Comprendemos perfectamente que el Presidente haya hablado con naturalidad de las graves cuestiones que afectan al país. Comprenderá entonces nuestra perplejidad por la circunstancia de que los ministros juraran el domingo a puertas cerradas como si se hubiera tratado de un asunto de familia revestido de privacidad intransferible a los asuntos públicos. Fue un error. Eso era explicable, a su modo, en el presidente Fernández cuando hacía, en medio de la epidemia del Covid, una fiesta clandestina en Olivos. La obligación de publicitar los actos oficiales se deriva de la forma de gobierno representativa, republicana y federal dispuesta por la Constitución Nacional. Para que esos actos puedan ser controlados por la opinión pública es indispensable el libre ejercicio de la libertad de la prensa.

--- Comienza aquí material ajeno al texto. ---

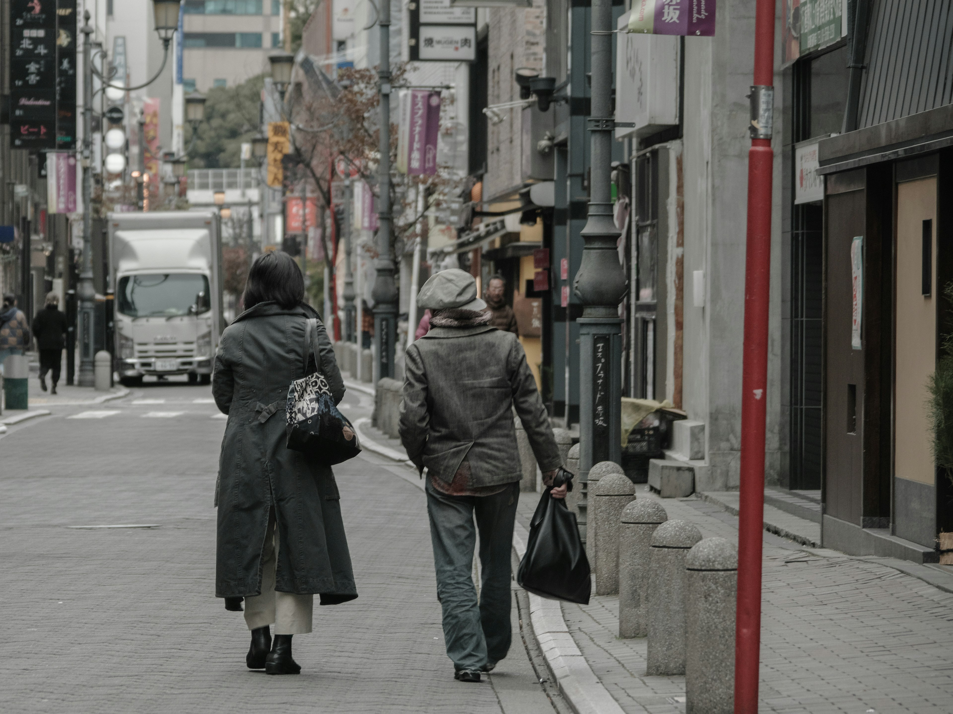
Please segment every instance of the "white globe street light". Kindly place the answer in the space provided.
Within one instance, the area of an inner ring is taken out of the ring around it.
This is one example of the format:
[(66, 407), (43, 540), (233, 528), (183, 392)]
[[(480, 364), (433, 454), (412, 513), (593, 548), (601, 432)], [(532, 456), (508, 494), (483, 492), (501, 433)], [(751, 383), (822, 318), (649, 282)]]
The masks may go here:
[(106, 147), (118, 151), (126, 144), (126, 134), (121, 129), (111, 129), (106, 132)]

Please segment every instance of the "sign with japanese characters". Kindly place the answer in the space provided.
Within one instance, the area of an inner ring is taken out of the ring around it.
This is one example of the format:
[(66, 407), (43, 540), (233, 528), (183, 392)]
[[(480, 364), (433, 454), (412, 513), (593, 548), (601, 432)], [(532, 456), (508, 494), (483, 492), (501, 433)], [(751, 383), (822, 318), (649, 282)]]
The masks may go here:
[(450, 0), (408, 4), (411, 60), (474, 62), (476, 59), (476, 12), (451, 6)]
[(859, 235), (850, 243), (850, 347), (862, 349), (861, 322), (863, 318), (863, 236)]
[(56, 3), (10, 3), (10, 143), (56, 148)]
[(824, 179), (818, 174), (818, 143), (794, 149), (794, 203), (824, 200)]
[(291, 150), (291, 127), (288, 122), (268, 124), (268, 185), (280, 188), (285, 179), (281, 160)]
[(440, 92), (413, 89), (407, 116), (407, 173), (436, 173), (436, 141), (440, 129)]
[(47, 154), (47, 210), (76, 210), (76, 157), (66, 151)]
[(715, 0), (634, 0), (629, 31), (643, 34), (715, 34)]
[(56, 3), (56, 149), (76, 148), (76, 0)]

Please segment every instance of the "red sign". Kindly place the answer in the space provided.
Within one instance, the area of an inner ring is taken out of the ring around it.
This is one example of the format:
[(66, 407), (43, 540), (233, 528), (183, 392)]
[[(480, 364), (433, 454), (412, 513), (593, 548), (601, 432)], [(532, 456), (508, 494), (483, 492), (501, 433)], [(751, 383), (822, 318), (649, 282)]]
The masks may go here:
[[(301, 197), (289, 196), (285, 199), (285, 222), (286, 233), (301, 233)], [(317, 196), (308, 197), (308, 215), (305, 216), (307, 227), (313, 228), (317, 226)]]

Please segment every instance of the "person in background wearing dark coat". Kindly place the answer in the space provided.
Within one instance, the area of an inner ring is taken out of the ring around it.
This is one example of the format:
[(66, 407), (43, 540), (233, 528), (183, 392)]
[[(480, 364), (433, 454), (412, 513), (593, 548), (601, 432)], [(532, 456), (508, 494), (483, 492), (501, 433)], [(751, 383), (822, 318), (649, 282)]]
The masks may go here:
[[(315, 593), (321, 605), (357, 597), (335, 474), (319, 458), (285, 446), (292, 382), (320, 371), (335, 404), (344, 397), (328, 333), (303, 300), (294, 259), (259, 255), (249, 270), (245, 311), (222, 332), (212, 378), (215, 404), (229, 415), (215, 488), (215, 595), (233, 610), (244, 598), (252, 630), (245, 664), (267, 674), (301, 671), (292, 636), (311, 632)], [(305, 344), (314, 318), (320, 364)]]
[[(523, 347), (489, 324), (473, 276), (456, 268), (436, 273), (424, 283), (417, 306), (432, 311), (431, 327), (404, 354), (400, 441), (420, 473), (427, 468), (447, 656), (456, 679), (479, 682), (480, 672), (506, 657), (513, 637), (510, 554), (522, 478), (514, 408), (547, 486), (562, 459)], [(563, 485), (550, 493), (565, 498), (567, 490)]]
[(47, 390), (47, 372), (52, 372), (51, 394), (56, 393), (63, 347), (66, 347), (66, 315), (59, 310), (59, 295), (47, 293), (46, 307), (33, 318), (33, 337), (40, 350), (40, 388)]
[(519, 337), (517, 316), (513, 314), (513, 307), (506, 304), (506, 281), (502, 275), (493, 275), (487, 281), (486, 305), (484, 312), (489, 312), (491, 315), (491, 327)]

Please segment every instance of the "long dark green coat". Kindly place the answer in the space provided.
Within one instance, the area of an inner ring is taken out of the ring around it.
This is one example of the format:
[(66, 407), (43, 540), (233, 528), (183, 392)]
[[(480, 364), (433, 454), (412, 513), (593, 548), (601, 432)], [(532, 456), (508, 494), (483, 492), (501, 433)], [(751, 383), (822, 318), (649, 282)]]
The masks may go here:
[[(330, 466), (285, 446), (288, 387), (305, 375), (309, 306), (259, 303), (222, 333), (212, 391), (229, 415), (219, 461), (215, 594), (261, 594), (261, 552), (274, 507), (280, 537), (275, 589), (319, 593), (321, 605), (357, 597)], [(318, 321), (321, 372), (335, 403), (344, 396), (335, 353)], [(308, 372), (314, 371), (314, 358)]]

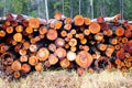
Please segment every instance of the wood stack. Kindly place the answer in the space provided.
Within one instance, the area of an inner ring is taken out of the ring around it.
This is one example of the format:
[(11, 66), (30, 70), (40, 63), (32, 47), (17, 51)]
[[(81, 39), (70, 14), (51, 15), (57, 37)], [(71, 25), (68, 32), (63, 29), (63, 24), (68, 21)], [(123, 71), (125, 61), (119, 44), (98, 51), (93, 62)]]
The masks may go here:
[(132, 67), (132, 25), (121, 15), (95, 20), (76, 15), (45, 22), (8, 14), (0, 21), (0, 64), (20, 78), (43, 68), (74, 68), (79, 75), (100, 69)]

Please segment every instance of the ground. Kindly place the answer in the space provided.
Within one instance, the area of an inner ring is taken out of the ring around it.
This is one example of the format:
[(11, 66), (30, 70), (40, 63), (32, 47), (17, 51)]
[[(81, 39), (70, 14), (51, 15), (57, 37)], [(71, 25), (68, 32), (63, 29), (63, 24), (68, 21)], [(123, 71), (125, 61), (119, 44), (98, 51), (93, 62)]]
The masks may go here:
[(75, 70), (35, 72), (19, 80), (0, 78), (0, 88), (132, 88), (132, 68), (128, 73), (85, 73), (81, 77)]

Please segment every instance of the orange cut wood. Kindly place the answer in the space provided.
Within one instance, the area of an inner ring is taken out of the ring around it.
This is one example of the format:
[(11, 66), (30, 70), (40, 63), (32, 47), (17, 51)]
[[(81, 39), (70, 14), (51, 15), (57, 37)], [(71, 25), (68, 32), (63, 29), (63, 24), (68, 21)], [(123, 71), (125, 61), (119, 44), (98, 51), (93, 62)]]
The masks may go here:
[(78, 74), (79, 76), (85, 75), (85, 69), (81, 68), (81, 67), (78, 67), (78, 68), (77, 68), (77, 74)]
[(13, 26), (8, 26), (8, 28), (6, 29), (6, 31), (7, 31), (7, 33), (9, 33), (9, 34), (13, 33)]
[(14, 78), (20, 78), (21, 74), (20, 74), (20, 72), (14, 72), (13, 76), (14, 76)]
[(40, 32), (40, 34), (45, 34), (47, 32), (46, 26), (41, 26), (38, 32)]
[(57, 31), (54, 30), (54, 29), (50, 29), (47, 31), (47, 34), (46, 34), (47, 38), (51, 40), (51, 41), (54, 41), (57, 38), (58, 34), (57, 34)]
[(84, 20), (84, 16), (82, 15), (76, 15), (74, 18), (74, 23), (75, 25), (77, 26), (81, 26), (84, 24), (85, 20)]
[(41, 72), (43, 69), (43, 64), (42, 63), (38, 63), (35, 65), (35, 70), (36, 72)]
[(31, 28), (31, 26), (28, 26), (28, 28), (25, 29), (25, 32), (26, 32), (28, 34), (31, 34), (31, 33), (33, 33), (33, 28)]
[(86, 29), (86, 30), (84, 31), (84, 34), (85, 34), (85, 35), (89, 35), (89, 34), (90, 34), (90, 31), (89, 31), (88, 29)]
[(48, 50), (51, 51), (51, 52), (55, 52), (56, 51), (56, 45), (55, 44), (50, 44), (48, 45)]
[(40, 20), (37, 18), (30, 19), (29, 26), (37, 29), (40, 26)]
[(4, 31), (0, 31), (0, 37), (6, 36), (6, 32)]
[(72, 24), (69, 24), (69, 23), (65, 24), (64, 29), (67, 30), (67, 31), (69, 31), (72, 29)]
[(63, 38), (58, 37), (55, 40), (55, 45), (57, 47), (63, 47), (65, 45), (65, 41)]
[(29, 57), (29, 64), (31, 66), (35, 66), (37, 63), (38, 63), (38, 58), (36, 56), (32, 55)]
[(92, 34), (96, 34), (96, 33), (100, 32), (100, 25), (99, 25), (99, 23), (92, 22), (92, 23), (89, 25), (89, 31), (90, 31), (90, 33), (92, 33)]
[(62, 59), (66, 56), (66, 50), (63, 48), (63, 47), (58, 47), (56, 51), (55, 51), (55, 55)]
[(31, 66), (29, 64), (22, 64), (22, 73), (30, 73)]
[(62, 68), (67, 68), (70, 65), (70, 62), (67, 58), (63, 58), (59, 62)]
[(36, 56), (38, 57), (40, 61), (46, 61), (50, 56), (50, 51), (45, 47), (42, 47), (38, 50)]
[(15, 34), (13, 35), (13, 40), (14, 40), (15, 42), (21, 42), (22, 38), (23, 38), (23, 36), (22, 36), (21, 33), (15, 33)]
[(67, 59), (70, 61), (70, 62), (75, 61), (76, 59), (76, 53), (69, 51), (67, 53)]
[(58, 58), (54, 54), (51, 54), (48, 56), (48, 62), (51, 65), (55, 65), (58, 62)]
[(65, 22), (65, 24), (72, 23), (72, 19), (70, 19), (70, 18), (66, 18), (66, 19), (64, 20), (64, 22)]
[(66, 35), (67, 35), (67, 32), (63, 30), (63, 31), (61, 32), (61, 36), (62, 36), (62, 37), (65, 37)]
[(20, 62), (28, 62), (28, 56), (26, 55), (23, 55), (23, 56), (20, 56)]
[(75, 61), (76, 61), (77, 65), (79, 65), (80, 67), (87, 68), (92, 63), (92, 56), (89, 53), (87, 53), (86, 51), (81, 51), (78, 53)]
[(18, 26), (15, 28), (15, 31), (16, 31), (16, 32), (22, 32), (22, 31), (23, 31), (23, 26), (22, 26), (22, 25), (18, 25)]
[(55, 15), (54, 15), (54, 18), (56, 19), (56, 20), (62, 20), (62, 13), (61, 12), (55, 12)]
[(89, 25), (91, 23), (90, 18), (85, 18), (85, 25)]
[(20, 54), (20, 55), (26, 55), (26, 50), (21, 48), (21, 50), (19, 51), (19, 54)]
[(117, 36), (122, 36), (124, 34), (124, 29), (122, 26), (118, 26), (116, 29)]
[(54, 29), (59, 30), (62, 28), (63, 23), (61, 21), (56, 21), (54, 25), (55, 25)]
[(77, 45), (77, 40), (76, 38), (70, 38), (70, 41), (68, 42), (68, 44), (70, 46), (76, 46)]
[(11, 65), (13, 70), (21, 70), (21, 63), (19, 61), (14, 61)]

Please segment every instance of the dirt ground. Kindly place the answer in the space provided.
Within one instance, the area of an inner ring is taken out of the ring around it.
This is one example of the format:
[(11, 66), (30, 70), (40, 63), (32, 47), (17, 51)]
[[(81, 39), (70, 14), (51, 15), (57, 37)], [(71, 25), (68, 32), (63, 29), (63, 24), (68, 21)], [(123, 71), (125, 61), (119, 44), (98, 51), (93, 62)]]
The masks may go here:
[(132, 69), (86, 73), (81, 77), (75, 70), (36, 72), (19, 80), (0, 78), (0, 88), (132, 88)]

Así lo consagró la reforma constitucional de 1860, sancionada con la incorporación de Buenos Aires a la Confederación, en el artículo 33, sobre derechos y garantías no enumerados, “pero que nacen de la soberanía del pueblo y de la forma representativa de gobierno”. El domingo se quebró, por lo menos, una larga tradición sobre cómo juran los ministros. Milei lo comprenderá mejor si relee a Montaigne. El hombre de entendimiento, decía el pensador liberal que abrió en el siglo XVI el camino del ensayo como género, vive a la vez en dos esferas: la de su vida interior, caracterizada por la libertad plena, y la de su personaje público, sometida a las obligaciones y usos de la sociedad.
Milei declaró el domingo que ha terminado una etapa del país. Le auguramos acierto en el diagnóstico y la terapia, pero también la admisión de que una etapa de su propia vida también concluyó ese día, y no precisamente para cerrar la puerta a la sociedad cuando venga en gana a él o a los subordinados.